Buffer Overflow: If the program in userspace isn't scheduled before the buffer containing the sniffed packets overflows, the kernel will drop the packets, causing the userspace program to fail to open the pinholes, causing one-way or no-way audio.
For these two reasons passive listening isn't theoretically as robust as having this logic in the kernel. However, depending on the answer to the filtering questions it may work all of the time and be just as good in practice.
#10 Updated by Ken Leland over 8 years ago
Documentation for Berkeley Packet Filter indicates that the requisite filtering exists.
"In addition, it supports "filtering" packets, so that only "interesting" packets can be supplied to the software using BPF; this can avoid copying "uninteresting" packets from the operating system kernel to software running in user mode, reducing the CPU requirement to capture packets and the buffer space required to avoid dropping packets."
#11 Updated by Jim Pingle over 8 years ago
Using divert in pf lets you have a userspace daemon that gets only the traffic specified by a given rule sent through it, and that program can process it, take action, and then reinject the packet and send it along. So it could be made only to handle SIP traffic on standard or configurable port(s). No need for it to be in the kernel.
#12 Updated by Chris Buechler over 8 years ago
divert probably not a good solution for this scenario, that's good where you want to examine individual packets and pass/block them based on some additional analysis. This would be examining traffic to open other ports rather than pass/block that traffic, so no need for the overhead of divert. Unless you really need that to make sure the traffic is fully analyzed before anything else can come though, I don't see that as an issue for this specific need. It would guarantee no race conditions as the packet wouldn't get passed until analysis is finished, but with proper BPF filtering, unless running grossly undersized hardware for the traffic load on the system, that won't be an issue. This (without divert) is how some of the various PF FTP proxies function for some scenarios.
#14 Updated by Ken Leland over 8 years ago
Ermal, I want to implement this myself along with 2 of my colleagues. The purpose of this ticket is to discuss the design with you guys prior to implementation to ensure that the overall architecture that we decide on meets both my requirements as well as the pfSense community requirements.
Already the feedback Chris and Jim has given me has been outstanding!

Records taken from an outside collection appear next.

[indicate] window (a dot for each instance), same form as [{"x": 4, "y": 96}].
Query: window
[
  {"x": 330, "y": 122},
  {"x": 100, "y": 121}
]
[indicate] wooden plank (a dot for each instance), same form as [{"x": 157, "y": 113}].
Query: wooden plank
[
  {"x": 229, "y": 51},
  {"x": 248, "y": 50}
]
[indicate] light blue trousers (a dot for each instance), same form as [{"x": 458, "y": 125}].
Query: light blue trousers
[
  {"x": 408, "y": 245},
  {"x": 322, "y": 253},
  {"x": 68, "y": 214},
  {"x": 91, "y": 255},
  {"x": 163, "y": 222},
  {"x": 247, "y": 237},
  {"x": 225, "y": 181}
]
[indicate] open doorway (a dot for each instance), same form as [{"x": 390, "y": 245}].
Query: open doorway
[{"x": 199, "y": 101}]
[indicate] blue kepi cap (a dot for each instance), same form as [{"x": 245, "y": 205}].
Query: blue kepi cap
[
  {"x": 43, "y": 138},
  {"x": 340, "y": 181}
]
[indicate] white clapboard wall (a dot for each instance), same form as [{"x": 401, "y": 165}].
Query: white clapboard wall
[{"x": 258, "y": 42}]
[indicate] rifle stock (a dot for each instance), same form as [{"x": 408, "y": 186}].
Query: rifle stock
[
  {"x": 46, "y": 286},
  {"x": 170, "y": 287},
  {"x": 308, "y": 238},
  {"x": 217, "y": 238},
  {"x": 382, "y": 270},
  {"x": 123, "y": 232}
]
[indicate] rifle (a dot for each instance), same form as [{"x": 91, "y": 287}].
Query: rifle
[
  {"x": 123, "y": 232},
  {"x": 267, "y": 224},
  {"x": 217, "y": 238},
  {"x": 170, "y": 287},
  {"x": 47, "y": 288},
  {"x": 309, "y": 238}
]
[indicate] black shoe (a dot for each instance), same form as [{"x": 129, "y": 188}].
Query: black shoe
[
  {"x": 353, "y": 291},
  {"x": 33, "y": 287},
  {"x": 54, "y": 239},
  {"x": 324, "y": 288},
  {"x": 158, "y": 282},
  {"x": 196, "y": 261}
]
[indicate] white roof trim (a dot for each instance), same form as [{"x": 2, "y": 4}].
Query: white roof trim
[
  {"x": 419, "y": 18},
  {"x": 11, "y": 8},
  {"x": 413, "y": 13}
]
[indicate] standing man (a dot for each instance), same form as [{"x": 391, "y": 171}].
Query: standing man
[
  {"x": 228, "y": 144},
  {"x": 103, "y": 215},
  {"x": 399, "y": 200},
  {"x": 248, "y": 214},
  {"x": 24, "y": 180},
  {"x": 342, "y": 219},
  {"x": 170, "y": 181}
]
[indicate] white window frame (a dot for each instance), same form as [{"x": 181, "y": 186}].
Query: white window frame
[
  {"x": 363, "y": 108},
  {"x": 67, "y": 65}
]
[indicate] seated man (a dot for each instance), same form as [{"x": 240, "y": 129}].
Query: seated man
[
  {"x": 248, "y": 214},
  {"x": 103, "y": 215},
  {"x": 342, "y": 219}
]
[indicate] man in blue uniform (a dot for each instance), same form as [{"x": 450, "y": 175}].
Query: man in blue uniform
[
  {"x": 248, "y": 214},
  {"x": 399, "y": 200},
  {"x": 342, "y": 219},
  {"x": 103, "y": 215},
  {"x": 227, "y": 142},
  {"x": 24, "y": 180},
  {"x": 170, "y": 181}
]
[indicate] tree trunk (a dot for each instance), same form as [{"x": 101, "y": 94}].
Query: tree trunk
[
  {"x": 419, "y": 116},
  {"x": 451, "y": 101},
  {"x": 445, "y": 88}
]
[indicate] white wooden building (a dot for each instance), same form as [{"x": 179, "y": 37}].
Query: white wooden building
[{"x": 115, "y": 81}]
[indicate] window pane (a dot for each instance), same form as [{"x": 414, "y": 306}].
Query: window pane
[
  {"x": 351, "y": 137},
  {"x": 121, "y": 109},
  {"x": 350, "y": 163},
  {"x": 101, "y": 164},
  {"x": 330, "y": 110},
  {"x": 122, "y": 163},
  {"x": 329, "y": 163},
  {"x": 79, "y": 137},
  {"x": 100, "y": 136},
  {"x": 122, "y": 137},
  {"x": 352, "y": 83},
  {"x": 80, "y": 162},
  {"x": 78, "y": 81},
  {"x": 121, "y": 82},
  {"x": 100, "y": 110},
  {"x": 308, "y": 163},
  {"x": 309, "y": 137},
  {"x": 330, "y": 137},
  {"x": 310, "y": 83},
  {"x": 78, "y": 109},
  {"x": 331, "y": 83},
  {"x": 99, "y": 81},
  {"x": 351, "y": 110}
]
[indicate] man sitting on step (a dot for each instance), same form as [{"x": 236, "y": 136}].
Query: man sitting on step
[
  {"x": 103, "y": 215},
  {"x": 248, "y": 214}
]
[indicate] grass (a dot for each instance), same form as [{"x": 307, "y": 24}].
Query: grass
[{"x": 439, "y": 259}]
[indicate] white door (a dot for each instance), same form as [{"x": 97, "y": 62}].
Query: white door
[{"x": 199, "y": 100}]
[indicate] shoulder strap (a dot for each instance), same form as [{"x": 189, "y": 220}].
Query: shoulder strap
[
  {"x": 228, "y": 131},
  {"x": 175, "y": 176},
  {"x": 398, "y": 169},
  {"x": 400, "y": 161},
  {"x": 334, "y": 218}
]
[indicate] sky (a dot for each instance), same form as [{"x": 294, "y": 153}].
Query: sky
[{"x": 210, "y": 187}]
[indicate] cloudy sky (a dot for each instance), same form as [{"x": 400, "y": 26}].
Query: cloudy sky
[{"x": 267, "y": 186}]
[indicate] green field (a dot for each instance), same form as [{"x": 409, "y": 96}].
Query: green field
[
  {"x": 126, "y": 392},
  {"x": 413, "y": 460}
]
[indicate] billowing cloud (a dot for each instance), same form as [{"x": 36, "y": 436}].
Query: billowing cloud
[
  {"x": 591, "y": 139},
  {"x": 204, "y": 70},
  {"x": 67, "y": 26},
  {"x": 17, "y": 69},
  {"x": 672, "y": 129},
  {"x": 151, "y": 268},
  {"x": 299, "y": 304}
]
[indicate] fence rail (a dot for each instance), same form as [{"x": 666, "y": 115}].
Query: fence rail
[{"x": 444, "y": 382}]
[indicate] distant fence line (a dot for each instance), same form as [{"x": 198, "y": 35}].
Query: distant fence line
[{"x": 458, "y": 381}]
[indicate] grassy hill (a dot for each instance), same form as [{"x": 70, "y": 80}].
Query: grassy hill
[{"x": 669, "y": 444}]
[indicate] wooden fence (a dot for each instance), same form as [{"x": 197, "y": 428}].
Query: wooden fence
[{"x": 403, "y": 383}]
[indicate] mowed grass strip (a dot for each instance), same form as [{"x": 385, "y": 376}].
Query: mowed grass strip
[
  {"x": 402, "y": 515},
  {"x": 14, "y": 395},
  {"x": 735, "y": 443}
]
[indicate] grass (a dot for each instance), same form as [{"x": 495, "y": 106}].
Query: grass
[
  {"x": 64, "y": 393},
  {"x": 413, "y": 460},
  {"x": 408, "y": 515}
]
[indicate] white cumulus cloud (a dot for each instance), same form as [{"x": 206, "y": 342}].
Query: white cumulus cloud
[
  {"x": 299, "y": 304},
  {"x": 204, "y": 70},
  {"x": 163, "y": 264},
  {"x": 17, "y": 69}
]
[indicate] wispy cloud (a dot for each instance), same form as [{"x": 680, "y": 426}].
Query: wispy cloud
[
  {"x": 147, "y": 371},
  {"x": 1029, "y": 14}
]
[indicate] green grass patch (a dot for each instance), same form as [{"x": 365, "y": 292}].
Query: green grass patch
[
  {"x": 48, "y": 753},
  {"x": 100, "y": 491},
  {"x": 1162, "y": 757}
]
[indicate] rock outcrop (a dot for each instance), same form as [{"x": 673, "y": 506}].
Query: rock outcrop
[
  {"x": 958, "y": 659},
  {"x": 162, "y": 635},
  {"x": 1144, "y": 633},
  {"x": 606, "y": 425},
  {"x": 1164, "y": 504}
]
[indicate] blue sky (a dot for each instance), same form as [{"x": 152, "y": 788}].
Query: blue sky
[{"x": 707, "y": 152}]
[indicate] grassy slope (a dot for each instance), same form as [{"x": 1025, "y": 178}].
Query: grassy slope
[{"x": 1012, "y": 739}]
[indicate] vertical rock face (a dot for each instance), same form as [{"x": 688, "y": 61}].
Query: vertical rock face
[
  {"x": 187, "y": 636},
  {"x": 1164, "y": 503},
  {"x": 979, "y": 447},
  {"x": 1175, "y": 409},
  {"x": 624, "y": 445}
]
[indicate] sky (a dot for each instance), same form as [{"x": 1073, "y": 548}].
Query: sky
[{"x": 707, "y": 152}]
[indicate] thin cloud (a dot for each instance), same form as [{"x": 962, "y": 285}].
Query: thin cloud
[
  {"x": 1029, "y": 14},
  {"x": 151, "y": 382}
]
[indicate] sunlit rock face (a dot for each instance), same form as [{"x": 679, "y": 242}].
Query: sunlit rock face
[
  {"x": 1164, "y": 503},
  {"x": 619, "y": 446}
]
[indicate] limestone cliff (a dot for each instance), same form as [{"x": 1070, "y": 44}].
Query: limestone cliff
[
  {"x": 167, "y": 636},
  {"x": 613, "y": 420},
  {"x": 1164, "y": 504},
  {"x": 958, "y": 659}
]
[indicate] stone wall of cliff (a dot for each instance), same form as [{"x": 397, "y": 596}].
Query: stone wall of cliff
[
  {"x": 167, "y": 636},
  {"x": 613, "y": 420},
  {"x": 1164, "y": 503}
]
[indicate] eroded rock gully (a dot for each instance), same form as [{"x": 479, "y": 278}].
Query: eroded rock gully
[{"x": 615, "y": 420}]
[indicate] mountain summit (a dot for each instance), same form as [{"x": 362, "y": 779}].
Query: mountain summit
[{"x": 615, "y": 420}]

We have two options on the table; bpf and divert.
I will be performing some timing tests to inform the conversation further. Namely, timing how long it takes to add a rule to an anchor, and how long from when a packet arrives on the network interface to when bpf delivers it to userspace.
In my preliminary tests I haven't seen it take longer than 5ms to add a rule to an anchor. Those tests were performed using pfctl so they also incurred process creation overhead. I will be repeating the tests but only timing the ioctl system call.